Zhan Zhao resta silencieux un instant : « Ce jeune maître Nangong est gravement malade. N'êtes-vous pas inquiet que votre sœur aînée l'épouse ? »

« Bien sûr que je suis inquiet. »

« Alors pourquoi… »

Mo Yan dit d'un ton neutre : « Mais on meurt tous ! Même si on ne vit pas longtemps, il faut profiter de chaque jour. Regarde… » Elle désigna du doigt le poulet braisé aux châtaignes posé sur la table avec ses baguettes et ajouta d'un ton encourageant : « Ce n'est pas parce que ce poulet va se gâter un jour ou l'autre que tu ne dois pas le manger. Bien sûr, il faut le manger chaud. »

Zhan Zhao ne put s'empêcher de rire doucement.

« De quoi ris-tu ? » demanda Mo Yan avec curiosité, tout en prenant une aile de poulet.

« À y regarder de plus près, ce que vous avez dit a en fait un certain sens. »

"Bien sûr."

Mo Yan dit d'un air suffisant.

Chapitre vingt-sept

Dans le hall fleuri de la famille Nangong, le repas était terminé et débarrassé, et un thé parfumé était servi à chaque convive.

Zhan Zhao observait Nangong Ruoxu feuilleter silencieusement les livres de comptes, tandis que Mo Yan sirotait lentement son thé.

« Ce sont de faux comptes datant de l'année dernière. »

En une demi-heure à peine, Nangong Ruoxu avait à peu près terminé l'examen des livres de comptes et dit à Zhan Zhao et Mo Yan qui attendaient à côté de lui.

Les deux hommes n'étaient pas surpris, car cela correspondait à leurs attentes.

Mo Yan dit d'un ton las : « Nous savons que ce sont de faux comptes. S'il s'agissait de vrais comptes de l'année dernière, pourquoi les aurions-nous laissés se faire voler ? Mais à quel point ces comptes sont-ils faux ? Pouvez-vous le dire ? »

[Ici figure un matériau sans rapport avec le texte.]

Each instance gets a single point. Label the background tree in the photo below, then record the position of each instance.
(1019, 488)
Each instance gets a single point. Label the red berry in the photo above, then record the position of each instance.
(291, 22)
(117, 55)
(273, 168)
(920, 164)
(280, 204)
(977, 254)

« Laissons de côté le reste et concentrons-nous sur la soie. Le document indique une perception de 1,2 tael par catty, soit 500

000 taels par an. Or, à ma connaissance, le prix de la soie était très bas l'an dernier. Même la meilleure soie de mûrier ne valait que 8 taels d'argent sur le marché, et le prix d'achat du gouvernement serait encore inférieur. De plus, plusieurs grandes familles de producteurs de soie de Suzhou ont des liens avec la mienne. Mon jeune frère, lors de ses échanges avec elles, a appris que le Bureau impérial du textile perçoit environ 150

000 taels de soie. » Il esquissa un sourire. « Cela suffit à tout expliquer. »

En entendant cela, Zhan Zhao pinça légèrement les lèvres et resta silencieux.

Mo Yan compta sur ses doigts et ricana : « Ce Monsieur Fan du Bureau du Textile est vraiment "incorruptible", pas étonnant que le monde soit si paisible. »

« Veuillez examiner à nouveau l'article en soie », dit Zhan Zhao d'une voix grave.